As a step on the path to this digitally enabled health system, DXC has launched a new data platform that allows health providers to connect information from a range of sources such as care records and medical history. DXC Open Health Connect brings together data from hospitals, doctors’ surgeries and electronic medical records, and offers doctors context about the implications of that data. The system can help doctors identify at-risk patients and suggest preemptive measures to prevent them from getting ill, reducing the chance of them being admitted to hospital.
“We are trying to use the profile of an individual to give them a wellness programme,” says Ladega. In future, for instance, sophisticated software systems will analyse patient profiles to identify those who are at risk of developing diabetes, then target preventive programmes at them. If the outside temperature drops below a certain level, software could analyse a hospital’s local population to determine the number of people who are susceptible to lung disease or asthma at lower temperatures. That insight could be used to estimate hospital demand and predict that in the following hour or two, there is likely to be a rise in visits to A&E. The hospital could then put in place plans to cope with the rise in numbers.
Another way AI could improve healthcare is by using digital assistants to detect depression among users from the words they use when interacting with the assistants and from their tone of voice. Men are often reluctant to talk about their mental wellbeing, but they may be willing to open up to a robotic voice assistant. “The system converts the voice to text and picks out sensitive words that could highlight the risk of depression. Once you pass a threshold, the system will automatically book you an appointment or create a channel for you to talk to somebody,” explains Ladega.

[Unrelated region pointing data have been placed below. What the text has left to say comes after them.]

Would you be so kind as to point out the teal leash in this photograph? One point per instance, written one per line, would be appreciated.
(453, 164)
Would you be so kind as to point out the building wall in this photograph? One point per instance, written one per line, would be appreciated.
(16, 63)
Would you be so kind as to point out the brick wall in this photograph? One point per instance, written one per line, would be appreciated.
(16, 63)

DXC uses a model of data sharing called FHIR, pronounced “fire”, which stands for Fast Healthcare Interoperability Resources. This is a standard for sharing health information across IT systems. So, if someone is involved in a road traffic accident, the hospital could access their medical history and other relevant information from all their previous healthcare interactions. FHIR allows health providers to build APIs, pieces of software that allow different computer systems to share information.
“That model forces the democratisation of information in a standard way,” says Ladega. “In this day and age of big data, you have to work on open data, and this has got to be based on open architecture. That way, you remove any constraints to information sharing,” he adds.

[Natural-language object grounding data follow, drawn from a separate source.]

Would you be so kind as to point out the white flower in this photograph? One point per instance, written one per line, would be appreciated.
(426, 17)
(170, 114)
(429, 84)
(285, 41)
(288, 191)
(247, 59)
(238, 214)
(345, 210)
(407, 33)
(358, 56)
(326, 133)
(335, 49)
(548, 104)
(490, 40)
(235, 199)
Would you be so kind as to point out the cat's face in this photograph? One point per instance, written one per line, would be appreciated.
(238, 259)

He predicts that the 21st century will see the rise of a “genomic generation”, who use personal genomic services to analyse their own DNA data to understand their genomic makeup. This will influence their lifestyle choices, for instance avoiding sunbathing if they are genetically prone to skin cancer. Citizens will take greater responsibility for their own healthcare using data from wearables and fitness trackers.
“The genomic generation is going to bring a different dimension to the patient-provider relationship, and we will feel better for it. The trend I see is that health and wellness is going to be redefined in the next five to seven years,” says Ladega.
The new era of shared data will bring about improvements in health similar in significance to historic advances in medicine such as vaccines and penicillin.